How to Frame Your Business Problem for Automatic Machine Learning

Over the last several years, machine learning has become an integral part of many organizations’ decision-making at various levels. With not enough data scientists to fill the increasing demand for data-driven business processes, H2O.ai has developed a product called Driverless AI that automates several time consuming aspects of a typical data science workflow: data visualization, feature engineering, predictive modeling, and model explanation. In this post, I will describe Driverless AI, how you can properly frame your business problem to get the most out of this automatic machine learning product, and how automatic machine learning is used to create business value.

What is Driverless AI and what kind of business problems does it solve?

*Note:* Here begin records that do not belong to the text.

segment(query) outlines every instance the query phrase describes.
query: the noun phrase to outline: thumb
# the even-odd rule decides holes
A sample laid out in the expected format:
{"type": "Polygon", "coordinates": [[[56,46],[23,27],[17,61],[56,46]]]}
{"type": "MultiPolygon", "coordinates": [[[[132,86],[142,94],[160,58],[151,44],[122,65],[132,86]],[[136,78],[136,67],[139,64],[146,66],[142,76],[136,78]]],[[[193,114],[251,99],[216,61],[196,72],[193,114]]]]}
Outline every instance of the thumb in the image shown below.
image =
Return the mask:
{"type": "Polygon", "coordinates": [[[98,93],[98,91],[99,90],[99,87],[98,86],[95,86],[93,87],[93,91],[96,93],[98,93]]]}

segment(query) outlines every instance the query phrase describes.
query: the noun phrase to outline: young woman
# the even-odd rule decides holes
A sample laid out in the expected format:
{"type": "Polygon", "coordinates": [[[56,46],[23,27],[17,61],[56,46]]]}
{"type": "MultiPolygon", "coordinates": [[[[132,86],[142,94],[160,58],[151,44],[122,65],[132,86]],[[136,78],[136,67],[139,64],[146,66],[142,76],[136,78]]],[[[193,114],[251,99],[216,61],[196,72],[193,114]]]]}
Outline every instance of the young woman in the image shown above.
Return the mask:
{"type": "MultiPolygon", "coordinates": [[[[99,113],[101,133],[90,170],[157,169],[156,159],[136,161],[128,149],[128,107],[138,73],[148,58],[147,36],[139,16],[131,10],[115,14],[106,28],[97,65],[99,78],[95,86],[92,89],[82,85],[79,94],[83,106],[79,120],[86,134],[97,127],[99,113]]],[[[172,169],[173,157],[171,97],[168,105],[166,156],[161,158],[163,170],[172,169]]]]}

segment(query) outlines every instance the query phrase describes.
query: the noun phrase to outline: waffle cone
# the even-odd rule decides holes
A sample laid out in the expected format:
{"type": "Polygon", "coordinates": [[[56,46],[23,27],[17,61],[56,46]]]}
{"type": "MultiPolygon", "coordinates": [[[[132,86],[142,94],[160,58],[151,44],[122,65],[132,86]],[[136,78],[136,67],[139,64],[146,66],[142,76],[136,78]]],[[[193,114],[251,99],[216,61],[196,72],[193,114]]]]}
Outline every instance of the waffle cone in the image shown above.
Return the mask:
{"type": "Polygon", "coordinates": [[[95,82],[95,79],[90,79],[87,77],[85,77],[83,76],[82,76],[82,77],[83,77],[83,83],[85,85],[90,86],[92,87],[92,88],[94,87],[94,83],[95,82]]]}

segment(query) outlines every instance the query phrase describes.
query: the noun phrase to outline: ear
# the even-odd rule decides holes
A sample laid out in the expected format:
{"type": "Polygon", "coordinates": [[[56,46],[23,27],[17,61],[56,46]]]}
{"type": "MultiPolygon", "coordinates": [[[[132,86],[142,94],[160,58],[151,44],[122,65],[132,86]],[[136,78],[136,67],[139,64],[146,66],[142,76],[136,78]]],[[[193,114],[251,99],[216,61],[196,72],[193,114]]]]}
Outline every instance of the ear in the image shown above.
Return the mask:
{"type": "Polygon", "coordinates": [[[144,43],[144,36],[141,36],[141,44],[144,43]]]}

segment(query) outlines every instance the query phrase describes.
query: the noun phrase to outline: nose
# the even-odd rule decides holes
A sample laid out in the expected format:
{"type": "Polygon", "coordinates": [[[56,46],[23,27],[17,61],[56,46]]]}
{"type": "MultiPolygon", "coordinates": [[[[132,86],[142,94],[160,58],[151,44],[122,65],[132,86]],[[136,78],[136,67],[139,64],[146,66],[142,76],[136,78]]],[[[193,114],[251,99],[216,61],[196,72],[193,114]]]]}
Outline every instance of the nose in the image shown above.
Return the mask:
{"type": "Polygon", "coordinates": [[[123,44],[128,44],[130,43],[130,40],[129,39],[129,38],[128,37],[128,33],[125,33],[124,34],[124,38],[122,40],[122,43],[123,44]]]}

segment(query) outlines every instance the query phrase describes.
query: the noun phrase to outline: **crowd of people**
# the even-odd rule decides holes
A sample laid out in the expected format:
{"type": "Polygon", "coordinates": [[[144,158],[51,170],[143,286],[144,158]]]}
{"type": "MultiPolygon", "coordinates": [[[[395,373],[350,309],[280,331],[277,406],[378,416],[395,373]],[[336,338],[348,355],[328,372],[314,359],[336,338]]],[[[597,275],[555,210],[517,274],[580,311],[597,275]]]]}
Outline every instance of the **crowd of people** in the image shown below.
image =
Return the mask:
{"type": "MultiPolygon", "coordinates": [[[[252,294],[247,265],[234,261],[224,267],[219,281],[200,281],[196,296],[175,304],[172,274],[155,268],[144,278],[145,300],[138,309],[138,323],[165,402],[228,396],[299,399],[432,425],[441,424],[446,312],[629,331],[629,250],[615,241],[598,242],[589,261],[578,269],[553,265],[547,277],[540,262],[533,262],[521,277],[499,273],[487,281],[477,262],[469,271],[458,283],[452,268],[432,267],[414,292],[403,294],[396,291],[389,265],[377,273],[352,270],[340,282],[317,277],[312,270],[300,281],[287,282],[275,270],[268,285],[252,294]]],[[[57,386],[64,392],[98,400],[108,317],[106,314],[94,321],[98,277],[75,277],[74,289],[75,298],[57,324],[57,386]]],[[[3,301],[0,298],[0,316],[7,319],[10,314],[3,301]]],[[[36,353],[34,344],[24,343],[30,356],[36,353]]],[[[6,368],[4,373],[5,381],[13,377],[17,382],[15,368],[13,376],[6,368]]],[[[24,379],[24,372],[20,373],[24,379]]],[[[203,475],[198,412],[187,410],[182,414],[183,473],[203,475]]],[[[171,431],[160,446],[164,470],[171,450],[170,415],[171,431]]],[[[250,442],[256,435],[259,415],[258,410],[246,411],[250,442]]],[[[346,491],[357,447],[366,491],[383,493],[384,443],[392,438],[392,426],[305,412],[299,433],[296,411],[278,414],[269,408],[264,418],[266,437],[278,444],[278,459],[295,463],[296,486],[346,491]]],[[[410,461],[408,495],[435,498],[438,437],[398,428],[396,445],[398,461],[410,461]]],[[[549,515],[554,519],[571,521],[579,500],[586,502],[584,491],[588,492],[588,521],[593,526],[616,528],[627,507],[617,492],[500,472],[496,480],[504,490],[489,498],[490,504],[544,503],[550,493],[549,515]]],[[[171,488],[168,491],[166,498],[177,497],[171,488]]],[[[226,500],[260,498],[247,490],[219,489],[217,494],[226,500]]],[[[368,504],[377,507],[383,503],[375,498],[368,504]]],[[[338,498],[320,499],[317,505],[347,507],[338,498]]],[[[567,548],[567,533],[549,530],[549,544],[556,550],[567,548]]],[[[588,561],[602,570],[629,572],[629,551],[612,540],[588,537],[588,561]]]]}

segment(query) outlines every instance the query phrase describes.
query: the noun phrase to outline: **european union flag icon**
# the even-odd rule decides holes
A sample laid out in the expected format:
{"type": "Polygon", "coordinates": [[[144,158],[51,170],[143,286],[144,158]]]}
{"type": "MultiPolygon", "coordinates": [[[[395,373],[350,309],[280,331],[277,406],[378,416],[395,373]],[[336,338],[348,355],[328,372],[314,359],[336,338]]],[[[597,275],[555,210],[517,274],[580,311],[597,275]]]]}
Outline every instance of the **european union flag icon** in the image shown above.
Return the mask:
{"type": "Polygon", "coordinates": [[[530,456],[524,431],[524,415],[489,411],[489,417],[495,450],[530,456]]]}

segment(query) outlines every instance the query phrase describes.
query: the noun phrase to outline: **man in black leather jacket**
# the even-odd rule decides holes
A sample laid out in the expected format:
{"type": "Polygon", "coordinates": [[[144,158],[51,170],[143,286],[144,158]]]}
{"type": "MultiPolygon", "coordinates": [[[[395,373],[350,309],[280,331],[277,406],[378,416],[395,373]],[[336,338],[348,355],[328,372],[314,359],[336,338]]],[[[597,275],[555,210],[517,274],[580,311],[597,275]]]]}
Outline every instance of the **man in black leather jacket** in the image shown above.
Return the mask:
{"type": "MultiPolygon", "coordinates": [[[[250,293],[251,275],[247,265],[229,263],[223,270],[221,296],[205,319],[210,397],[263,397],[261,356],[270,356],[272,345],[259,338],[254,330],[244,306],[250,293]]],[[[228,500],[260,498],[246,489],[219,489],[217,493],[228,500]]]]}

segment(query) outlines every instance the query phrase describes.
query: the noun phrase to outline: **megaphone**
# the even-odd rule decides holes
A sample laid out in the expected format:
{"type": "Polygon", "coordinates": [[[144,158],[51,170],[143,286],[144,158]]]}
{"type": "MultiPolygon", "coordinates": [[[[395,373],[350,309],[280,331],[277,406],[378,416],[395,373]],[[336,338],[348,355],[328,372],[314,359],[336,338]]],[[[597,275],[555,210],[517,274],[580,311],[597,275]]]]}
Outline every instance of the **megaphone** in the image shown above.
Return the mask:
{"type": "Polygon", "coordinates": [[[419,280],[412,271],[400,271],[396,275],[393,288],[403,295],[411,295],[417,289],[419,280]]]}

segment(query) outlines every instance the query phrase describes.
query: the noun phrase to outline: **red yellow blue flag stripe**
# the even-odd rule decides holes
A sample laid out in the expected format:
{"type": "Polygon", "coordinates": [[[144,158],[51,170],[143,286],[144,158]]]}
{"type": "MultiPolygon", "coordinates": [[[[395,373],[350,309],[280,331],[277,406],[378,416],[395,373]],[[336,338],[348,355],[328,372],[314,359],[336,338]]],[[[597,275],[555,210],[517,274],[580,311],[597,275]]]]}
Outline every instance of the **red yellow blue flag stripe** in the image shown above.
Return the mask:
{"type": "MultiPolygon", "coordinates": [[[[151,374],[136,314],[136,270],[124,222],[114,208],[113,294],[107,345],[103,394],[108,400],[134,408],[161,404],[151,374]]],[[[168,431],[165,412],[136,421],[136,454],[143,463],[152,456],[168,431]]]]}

H2O Driverless AI is a high-performance, GPU-enabled computing platform for automatic development and rapid deployment of state-of-the-art predictive analytics models. It reads tabular data from plain text sources, Hadoop, or S3 buckets and automates data visualization and building predictive models. Driverless AI is currently targeting business applications like loss-given-default, probability of default, customer churn, campaign response, fraud detection, anti-money-laundering, demand forecasting, and predictive asset maintenance models. (Or in machine learning parlance: common regression, binomial classification, and multinomial classification problems.)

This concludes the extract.